Un prêtre haïtien dénonce
un “trafic
de personnes”
à grande échelle
Par Jean-Claude Gerez
L’immigration illégale d’Haïtiens au Brésil peut se définir
comme un trafic de personnes à grande échelle , affirme le Père Onac Axenat. Ce
prêtre haïtien vit depuis 2010 dans l’Etat de l’Acre, dans l’Amazonie
brésilienne, près de la frontière bolivienne. Il voit arriver chaque jour dans
sa région de nouveaux compatriotes sans papiers. Depuis le tremblement de terre
de janvier 2010 qui a frappé Haïti, plusieurs milliers d’Haïtiens sont entrés
au Brésil illégalement par la frontière amazonienne.

Ils tombent, à leur insu, dans un réseau de trafiquants composé de nombreux coyotes (passeurs) actifs en Haïti. “Parmi les migrants que je rencontre, assure-t-il, certains ont tout vendu au pays, car ils ont cru aux promesses de percevoir des salaires de 1’000 à 2’000 USD lorsqu’ils seraient au Brésil”.
Arrivé dans le pays peu de temps après le tremblement de
terre qui a dévasté, en janvier 2010, la capitale haïtienne Port-au-Prince, le
prêtre s’est depuis attelé a aider psychologiquement les immigrants entrant
illégalement dans le pays. En tant que compatriote et comme religieux, les réfugiés
haïtiens lui racontent ainsi plus facilement ce qu’ils ont dû endurer pendant
leur voyage et ce à quoi ils sont confrontés depuis qu’ils sont arrivés au
Brésil.
Des migrants apeurés par le climat de violence
La dernière fois qu’il a été à Brasileia,
une cité frontalière avec la Bolivie, au sud de l’Etat de l’Acre, l’unique
chose que le Père Onac a pu entendre de la bouche des migrants haïtiens est
qu’ils avaient peur. “Père, je peux rien dire pour le moment. Juste que je
souffre”, a même soufflé l’un d’entre eux au prêtre.
Depuis
quelques mois le climat a changé, en particulier à cause de la violence
omniprésente engendrée par le narcotrafic. Un climat auxquels les migrants sont
souvent confrontés. Dès lors, c’est le mutisme qui caractérise de plus en plus
les entretiens du prêtre et des migrants clandestins. “Il n’est pas possible de
dire quoi que ce soit de négatif sur eux (les narcotrafiquants), car on ne sait
jamais ce qu’il peut arriver”.
Des migrants
qualifiés qui vont manquer en Haïti

D’autant
que les migrants auraient beaucoup à faire au pays. “Nombre d’entre eux ont
suivi une scolarité jusqu’au second degré et certains possèdent même une
qualification professionnelle, explique le Père Onac Axenat.
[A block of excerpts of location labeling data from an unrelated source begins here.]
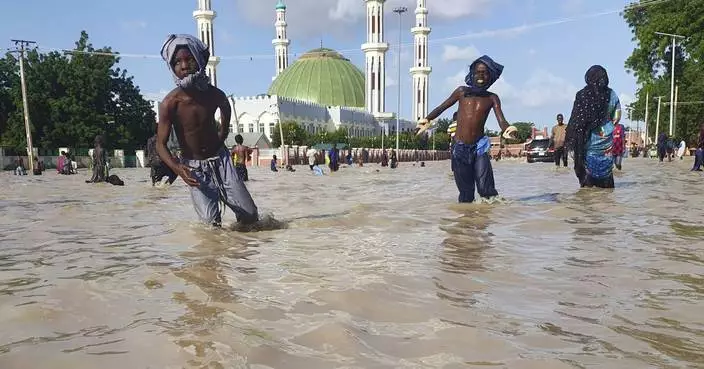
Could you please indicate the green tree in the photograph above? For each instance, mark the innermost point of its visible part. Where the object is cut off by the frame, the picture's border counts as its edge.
(650, 61)
(294, 134)
(72, 97)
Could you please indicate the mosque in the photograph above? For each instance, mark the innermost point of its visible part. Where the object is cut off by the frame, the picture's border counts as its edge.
(322, 90)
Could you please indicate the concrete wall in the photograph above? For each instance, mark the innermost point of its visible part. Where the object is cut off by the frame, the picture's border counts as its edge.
(117, 160)
(297, 155)
(260, 114)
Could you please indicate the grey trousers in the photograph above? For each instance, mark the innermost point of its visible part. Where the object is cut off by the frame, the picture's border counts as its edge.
(219, 182)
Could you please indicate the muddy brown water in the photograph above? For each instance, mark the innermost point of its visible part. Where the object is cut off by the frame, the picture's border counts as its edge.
(375, 270)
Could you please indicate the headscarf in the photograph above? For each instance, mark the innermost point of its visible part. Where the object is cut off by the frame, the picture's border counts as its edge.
(588, 112)
(200, 52)
(495, 69)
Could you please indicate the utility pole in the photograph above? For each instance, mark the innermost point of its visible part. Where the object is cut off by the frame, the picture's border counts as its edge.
(676, 102)
(22, 45)
(672, 79)
(657, 121)
(647, 103)
(400, 10)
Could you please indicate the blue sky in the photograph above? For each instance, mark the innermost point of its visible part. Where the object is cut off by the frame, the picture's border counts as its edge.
(544, 65)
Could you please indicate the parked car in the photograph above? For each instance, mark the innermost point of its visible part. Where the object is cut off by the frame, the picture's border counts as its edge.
(539, 150)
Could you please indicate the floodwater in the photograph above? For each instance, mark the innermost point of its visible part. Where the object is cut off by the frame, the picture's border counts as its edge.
(375, 270)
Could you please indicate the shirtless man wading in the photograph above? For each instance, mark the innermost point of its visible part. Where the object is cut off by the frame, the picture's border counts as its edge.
(189, 109)
(471, 162)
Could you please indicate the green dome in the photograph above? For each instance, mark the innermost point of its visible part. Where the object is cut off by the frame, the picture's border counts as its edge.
(322, 76)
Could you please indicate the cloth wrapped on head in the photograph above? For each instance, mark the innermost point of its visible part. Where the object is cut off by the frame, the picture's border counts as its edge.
(588, 112)
(495, 69)
(200, 52)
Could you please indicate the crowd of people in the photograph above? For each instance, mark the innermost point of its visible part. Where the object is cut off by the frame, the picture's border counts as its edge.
(594, 137)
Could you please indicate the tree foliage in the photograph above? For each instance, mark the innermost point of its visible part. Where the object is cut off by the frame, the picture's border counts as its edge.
(72, 97)
(650, 61)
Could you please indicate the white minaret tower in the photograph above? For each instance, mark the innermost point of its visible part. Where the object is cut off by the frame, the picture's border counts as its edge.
(375, 55)
(204, 19)
(420, 71)
(281, 41)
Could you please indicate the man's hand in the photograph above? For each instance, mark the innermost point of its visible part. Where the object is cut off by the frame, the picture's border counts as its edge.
(422, 126)
(510, 133)
(184, 172)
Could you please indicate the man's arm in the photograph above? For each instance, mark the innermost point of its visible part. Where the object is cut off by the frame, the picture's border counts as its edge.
(225, 115)
(503, 124)
(445, 104)
(163, 131)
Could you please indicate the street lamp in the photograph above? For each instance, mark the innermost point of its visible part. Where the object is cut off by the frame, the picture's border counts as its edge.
(657, 120)
(400, 10)
(281, 132)
(672, 81)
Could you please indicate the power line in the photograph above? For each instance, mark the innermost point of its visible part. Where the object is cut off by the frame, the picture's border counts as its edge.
(474, 35)
(21, 48)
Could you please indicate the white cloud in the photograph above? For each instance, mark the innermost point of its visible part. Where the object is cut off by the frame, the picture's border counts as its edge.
(452, 53)
(155, 96)
(572, 6)
(308, 18)
(541, 89)
(133, 25)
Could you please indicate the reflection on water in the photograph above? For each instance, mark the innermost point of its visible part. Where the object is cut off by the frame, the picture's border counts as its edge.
(370, 270)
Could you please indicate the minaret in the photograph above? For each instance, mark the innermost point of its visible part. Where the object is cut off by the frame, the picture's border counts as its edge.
(420, 71)
(204, 19)
(375, 55)
(281, 41)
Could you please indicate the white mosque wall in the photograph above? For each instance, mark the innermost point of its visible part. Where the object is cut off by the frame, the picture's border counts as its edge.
(260, 114)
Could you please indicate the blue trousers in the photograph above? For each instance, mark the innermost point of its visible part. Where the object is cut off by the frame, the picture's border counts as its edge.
(218, 181)
(698, 159)
(472, 170)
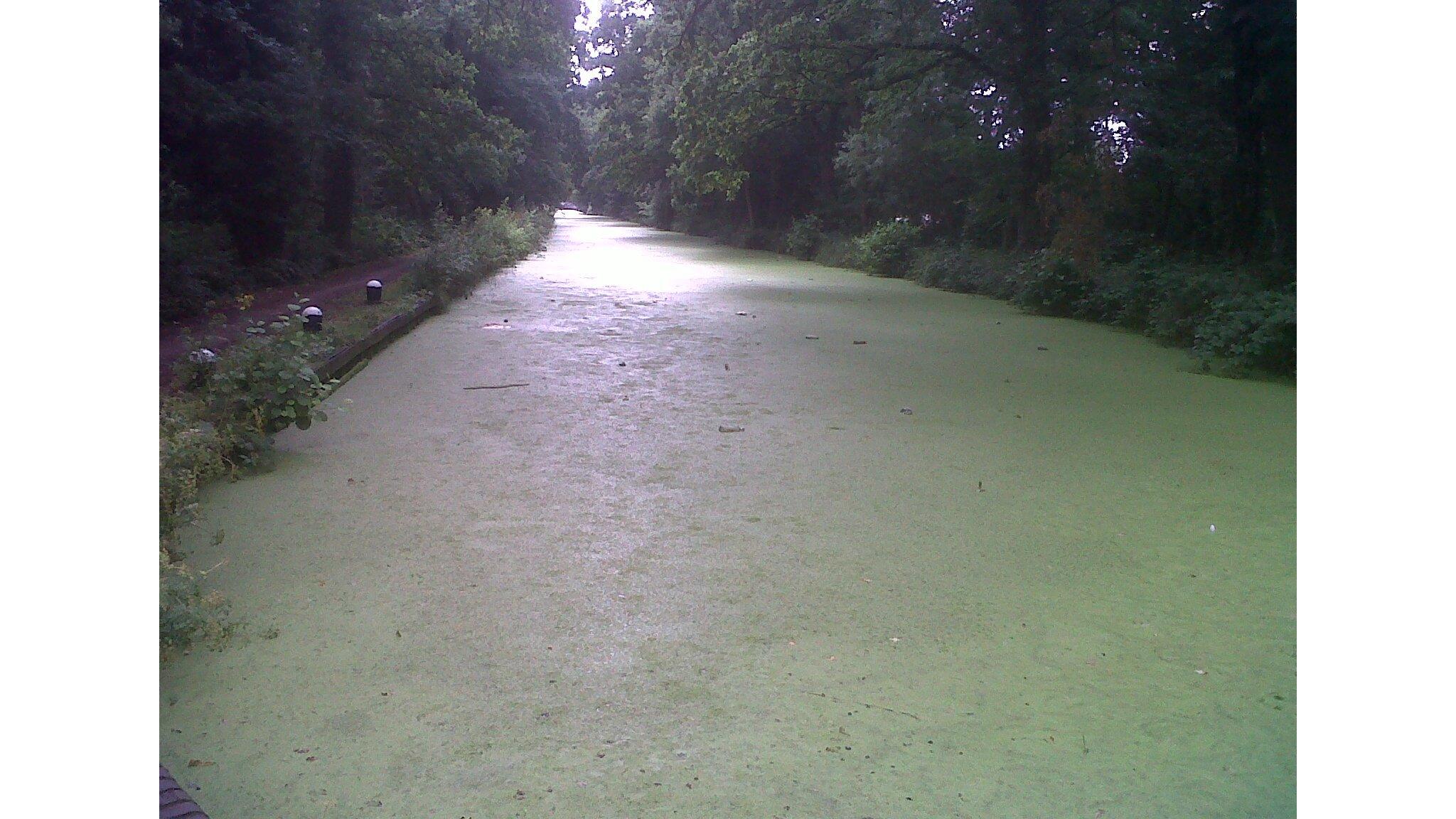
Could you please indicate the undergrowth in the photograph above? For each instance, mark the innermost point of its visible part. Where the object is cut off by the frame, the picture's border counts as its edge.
(232, 402)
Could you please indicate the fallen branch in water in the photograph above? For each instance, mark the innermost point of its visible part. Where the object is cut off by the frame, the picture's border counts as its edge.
(865, 705)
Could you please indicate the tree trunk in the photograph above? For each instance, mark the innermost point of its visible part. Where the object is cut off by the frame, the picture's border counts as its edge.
(1034, 156)
(338, 43)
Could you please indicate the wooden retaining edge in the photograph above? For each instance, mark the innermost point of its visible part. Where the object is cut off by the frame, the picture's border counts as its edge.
(344, 360)
(175, 803)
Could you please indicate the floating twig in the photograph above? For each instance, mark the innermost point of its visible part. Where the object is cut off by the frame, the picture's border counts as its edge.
(865, 705)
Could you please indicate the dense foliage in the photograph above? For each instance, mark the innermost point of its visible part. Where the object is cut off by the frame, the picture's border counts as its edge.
(305, 133)
(229, 404)
(1074, 136)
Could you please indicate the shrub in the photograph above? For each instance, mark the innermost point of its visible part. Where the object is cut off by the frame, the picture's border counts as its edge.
(1051, 284)
(1250, 333)
(197, 262)
(468, 251)
(265, 384)
(191, 454)
(886, 250)
(836, 250)
(187, 614)
(804, 237)
(382, 235)
(964, 269)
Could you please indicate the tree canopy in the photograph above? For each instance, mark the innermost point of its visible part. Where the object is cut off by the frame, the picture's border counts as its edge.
(286, 124)
(1008, 123)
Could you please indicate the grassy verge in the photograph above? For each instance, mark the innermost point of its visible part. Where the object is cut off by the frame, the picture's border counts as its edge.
(222, 420)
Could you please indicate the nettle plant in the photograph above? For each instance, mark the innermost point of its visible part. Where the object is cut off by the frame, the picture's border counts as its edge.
(267, 384)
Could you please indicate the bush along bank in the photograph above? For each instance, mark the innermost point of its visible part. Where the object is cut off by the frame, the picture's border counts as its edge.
(229, 404)
(1236, 321)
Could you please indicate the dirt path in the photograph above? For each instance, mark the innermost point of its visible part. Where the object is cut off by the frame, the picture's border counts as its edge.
(346, 283)
(941, 573)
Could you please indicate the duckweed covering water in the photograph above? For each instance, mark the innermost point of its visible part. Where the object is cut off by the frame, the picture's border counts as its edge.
(1064, 585)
Et, après la
dévastation causée par le tremblement de terre, Haïti a justement besoin de
cette force de travail qualifiée”. Mais le religieux rappelle que tout est
concentré à Port-au-Prince, la capitale, où la vie est paralysée. Pensant aux
nécessités de développement de son pays, il rappelle que les 4’000 USD que
réclament les “coyotes” pourraient permettre d’ouvrir une petite entreprise en
Haïti, notamment un commerce.
Des migrants illégaux qui souffrent de la faim
La situation
des quelques 250 Haïtiens accueillis de manière très précaire dans la maison
communale de Brasileia s’est considérablement aggravée depuis le début du mois,
lorsque le gouvernement de l’Etat de l’Acre a décidé d’interrompre le paiement
du loyer et des charges de l’immeuble. Il ne fournit plus l’eau et
l’alimentation. Depuis cette date, le local est privé d’électricité. La
nourriture y est largement insuffisante, d’après les militants des associations
de défense des droits de l’Homme. Ils tentent de parer au plus urgent, en
collaboration avec diverses communautés religieuses, notamment l’Eglise catholique.